Avascular papillary fronds are a key feature.
The branching fronds are lined by endothelium. The vast majority arise from the valvular endothelium.
The endothelial lining is delicate and bland.
Papillary fibroelastoma is the second most common cardiac tumor after myxoma. The tumor is often attached to the aortic valve, and less frequently to the tricuspid, mitral, and pulmonary valves. Most cases of papillary fibroelastoma are asymptomatic and discovered incidentally, however, some tumors may embolize, leading to angina, myocardial infarction, stroke or sudden death (Bottio).
Grossly, the tumor is described as similar to a sea anemone with multiple projecting fronts. Histologically, avascular papillae are lined by endothelium.

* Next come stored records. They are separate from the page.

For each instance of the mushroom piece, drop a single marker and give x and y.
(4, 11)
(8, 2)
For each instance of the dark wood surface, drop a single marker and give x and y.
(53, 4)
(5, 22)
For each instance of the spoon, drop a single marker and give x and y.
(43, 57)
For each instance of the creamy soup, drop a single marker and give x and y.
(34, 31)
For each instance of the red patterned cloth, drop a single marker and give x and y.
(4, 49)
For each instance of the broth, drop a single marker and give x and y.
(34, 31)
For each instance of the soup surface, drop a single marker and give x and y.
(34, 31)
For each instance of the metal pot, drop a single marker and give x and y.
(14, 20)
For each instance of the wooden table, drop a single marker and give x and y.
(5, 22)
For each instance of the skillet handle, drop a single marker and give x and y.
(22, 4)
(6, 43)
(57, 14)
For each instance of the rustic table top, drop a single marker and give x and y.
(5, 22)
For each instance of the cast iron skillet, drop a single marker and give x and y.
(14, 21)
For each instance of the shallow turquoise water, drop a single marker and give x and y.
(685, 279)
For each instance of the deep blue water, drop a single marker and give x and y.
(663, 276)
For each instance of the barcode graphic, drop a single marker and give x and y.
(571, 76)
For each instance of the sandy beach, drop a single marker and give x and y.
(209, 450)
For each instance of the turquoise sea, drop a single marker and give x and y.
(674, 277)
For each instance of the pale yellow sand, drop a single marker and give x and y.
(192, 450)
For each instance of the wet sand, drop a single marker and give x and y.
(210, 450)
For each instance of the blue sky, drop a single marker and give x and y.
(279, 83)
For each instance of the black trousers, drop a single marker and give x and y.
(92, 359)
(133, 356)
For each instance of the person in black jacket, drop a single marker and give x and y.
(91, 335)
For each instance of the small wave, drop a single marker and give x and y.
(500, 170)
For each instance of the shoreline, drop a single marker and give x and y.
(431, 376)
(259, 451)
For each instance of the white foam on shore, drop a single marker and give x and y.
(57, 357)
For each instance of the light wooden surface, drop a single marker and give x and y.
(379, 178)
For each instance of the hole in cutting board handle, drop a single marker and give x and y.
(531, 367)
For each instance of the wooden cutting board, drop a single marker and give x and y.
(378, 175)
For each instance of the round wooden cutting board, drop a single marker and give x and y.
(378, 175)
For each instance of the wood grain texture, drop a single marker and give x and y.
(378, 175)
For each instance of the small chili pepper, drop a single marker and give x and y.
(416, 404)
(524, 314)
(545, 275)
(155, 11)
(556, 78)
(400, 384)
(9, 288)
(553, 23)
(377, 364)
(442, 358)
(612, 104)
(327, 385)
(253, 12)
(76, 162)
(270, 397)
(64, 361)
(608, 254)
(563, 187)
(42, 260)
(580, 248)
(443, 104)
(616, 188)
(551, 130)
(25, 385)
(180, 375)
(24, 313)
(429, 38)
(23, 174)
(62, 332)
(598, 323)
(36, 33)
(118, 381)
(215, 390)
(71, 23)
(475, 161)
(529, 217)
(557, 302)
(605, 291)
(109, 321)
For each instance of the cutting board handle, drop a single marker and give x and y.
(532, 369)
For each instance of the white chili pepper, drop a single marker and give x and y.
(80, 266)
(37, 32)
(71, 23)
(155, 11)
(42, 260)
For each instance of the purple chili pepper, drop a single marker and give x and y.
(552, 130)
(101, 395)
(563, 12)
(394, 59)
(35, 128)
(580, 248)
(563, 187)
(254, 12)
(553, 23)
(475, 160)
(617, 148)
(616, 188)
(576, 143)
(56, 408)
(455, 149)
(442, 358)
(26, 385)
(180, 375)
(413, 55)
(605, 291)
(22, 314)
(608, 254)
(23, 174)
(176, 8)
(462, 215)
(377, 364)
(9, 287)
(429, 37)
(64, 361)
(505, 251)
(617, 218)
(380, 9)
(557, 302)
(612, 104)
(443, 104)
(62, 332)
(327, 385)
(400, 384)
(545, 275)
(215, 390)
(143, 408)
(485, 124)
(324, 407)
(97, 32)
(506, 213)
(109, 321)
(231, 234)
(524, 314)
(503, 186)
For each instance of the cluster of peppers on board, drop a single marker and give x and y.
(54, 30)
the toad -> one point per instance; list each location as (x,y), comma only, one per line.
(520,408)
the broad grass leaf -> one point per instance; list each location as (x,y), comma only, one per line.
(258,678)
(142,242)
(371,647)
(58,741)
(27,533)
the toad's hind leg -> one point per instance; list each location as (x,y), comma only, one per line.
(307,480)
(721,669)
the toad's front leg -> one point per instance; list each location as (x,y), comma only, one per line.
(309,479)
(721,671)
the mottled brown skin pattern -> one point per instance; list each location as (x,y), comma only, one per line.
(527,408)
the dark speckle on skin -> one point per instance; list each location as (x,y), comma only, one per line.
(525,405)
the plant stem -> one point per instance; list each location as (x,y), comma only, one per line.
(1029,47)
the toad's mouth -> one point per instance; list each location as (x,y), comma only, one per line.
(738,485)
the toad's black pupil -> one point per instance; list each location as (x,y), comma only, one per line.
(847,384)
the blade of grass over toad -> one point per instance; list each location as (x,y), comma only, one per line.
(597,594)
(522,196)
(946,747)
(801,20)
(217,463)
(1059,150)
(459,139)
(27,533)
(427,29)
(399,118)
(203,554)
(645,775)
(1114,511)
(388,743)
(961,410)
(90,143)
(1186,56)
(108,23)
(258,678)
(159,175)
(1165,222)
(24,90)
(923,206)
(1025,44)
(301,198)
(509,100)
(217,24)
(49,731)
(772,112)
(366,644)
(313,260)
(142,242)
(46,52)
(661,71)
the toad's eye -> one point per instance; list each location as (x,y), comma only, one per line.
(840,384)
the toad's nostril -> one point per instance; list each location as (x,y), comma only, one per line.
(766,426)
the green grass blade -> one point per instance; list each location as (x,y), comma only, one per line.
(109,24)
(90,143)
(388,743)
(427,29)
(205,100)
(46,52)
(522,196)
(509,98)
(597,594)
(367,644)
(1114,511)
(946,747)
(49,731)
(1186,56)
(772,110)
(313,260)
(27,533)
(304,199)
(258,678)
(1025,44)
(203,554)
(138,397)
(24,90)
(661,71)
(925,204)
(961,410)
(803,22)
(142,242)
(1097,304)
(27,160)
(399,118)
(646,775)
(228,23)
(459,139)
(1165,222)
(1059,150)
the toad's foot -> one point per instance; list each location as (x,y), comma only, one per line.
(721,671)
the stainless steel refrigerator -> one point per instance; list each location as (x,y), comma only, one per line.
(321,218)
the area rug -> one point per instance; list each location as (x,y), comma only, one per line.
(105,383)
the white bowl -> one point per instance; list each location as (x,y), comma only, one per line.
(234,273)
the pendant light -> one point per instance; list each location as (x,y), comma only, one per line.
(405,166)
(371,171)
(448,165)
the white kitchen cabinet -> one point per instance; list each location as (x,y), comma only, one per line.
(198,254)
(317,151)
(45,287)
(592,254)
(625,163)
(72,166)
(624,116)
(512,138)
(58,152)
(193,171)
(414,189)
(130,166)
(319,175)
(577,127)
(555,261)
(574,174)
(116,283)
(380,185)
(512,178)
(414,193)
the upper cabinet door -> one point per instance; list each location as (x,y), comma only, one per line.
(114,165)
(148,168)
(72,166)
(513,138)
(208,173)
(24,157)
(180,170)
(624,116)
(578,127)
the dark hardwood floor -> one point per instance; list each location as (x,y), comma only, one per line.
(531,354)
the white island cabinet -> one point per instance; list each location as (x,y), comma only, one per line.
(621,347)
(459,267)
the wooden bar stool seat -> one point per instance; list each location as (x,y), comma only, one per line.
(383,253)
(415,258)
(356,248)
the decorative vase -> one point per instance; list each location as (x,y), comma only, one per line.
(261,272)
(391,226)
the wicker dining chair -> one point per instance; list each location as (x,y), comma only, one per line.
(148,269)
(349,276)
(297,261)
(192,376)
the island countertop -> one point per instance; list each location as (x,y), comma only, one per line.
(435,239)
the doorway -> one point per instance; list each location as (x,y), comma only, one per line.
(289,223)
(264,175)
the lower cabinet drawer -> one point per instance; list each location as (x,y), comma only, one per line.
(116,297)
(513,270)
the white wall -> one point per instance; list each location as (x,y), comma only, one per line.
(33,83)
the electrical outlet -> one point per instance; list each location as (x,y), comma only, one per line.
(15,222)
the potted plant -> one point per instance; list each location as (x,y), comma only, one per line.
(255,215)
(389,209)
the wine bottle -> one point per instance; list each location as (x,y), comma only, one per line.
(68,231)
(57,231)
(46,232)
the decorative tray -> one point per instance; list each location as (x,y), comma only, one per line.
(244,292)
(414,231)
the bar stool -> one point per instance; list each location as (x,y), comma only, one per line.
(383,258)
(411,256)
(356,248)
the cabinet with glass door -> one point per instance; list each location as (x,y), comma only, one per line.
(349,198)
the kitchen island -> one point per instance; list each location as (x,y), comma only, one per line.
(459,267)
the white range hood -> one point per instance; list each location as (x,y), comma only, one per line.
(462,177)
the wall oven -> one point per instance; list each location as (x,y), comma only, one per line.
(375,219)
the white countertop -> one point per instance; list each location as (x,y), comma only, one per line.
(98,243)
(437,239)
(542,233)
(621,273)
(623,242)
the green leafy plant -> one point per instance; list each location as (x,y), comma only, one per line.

Presentation is variable, from asymptomatic to thromboembolic complications, myocardial ischemia, and infarction. Echocardiographic features typically show a small, mobile mass with a pedicle attached to avalve or endocardial surface and a frond-like appearance.
Surgical excision is indicated even for the asymptomatic patient. Excision is curative.
While benign, the lesion does have a very high risk of embolic complications including neurological deficit.
Bottio T et al. Echocardiographic Diagnosis of Aortic Valve Papillary Fibroelastoma. Tex Heart Inst J. 2004; 31(3): 322–323.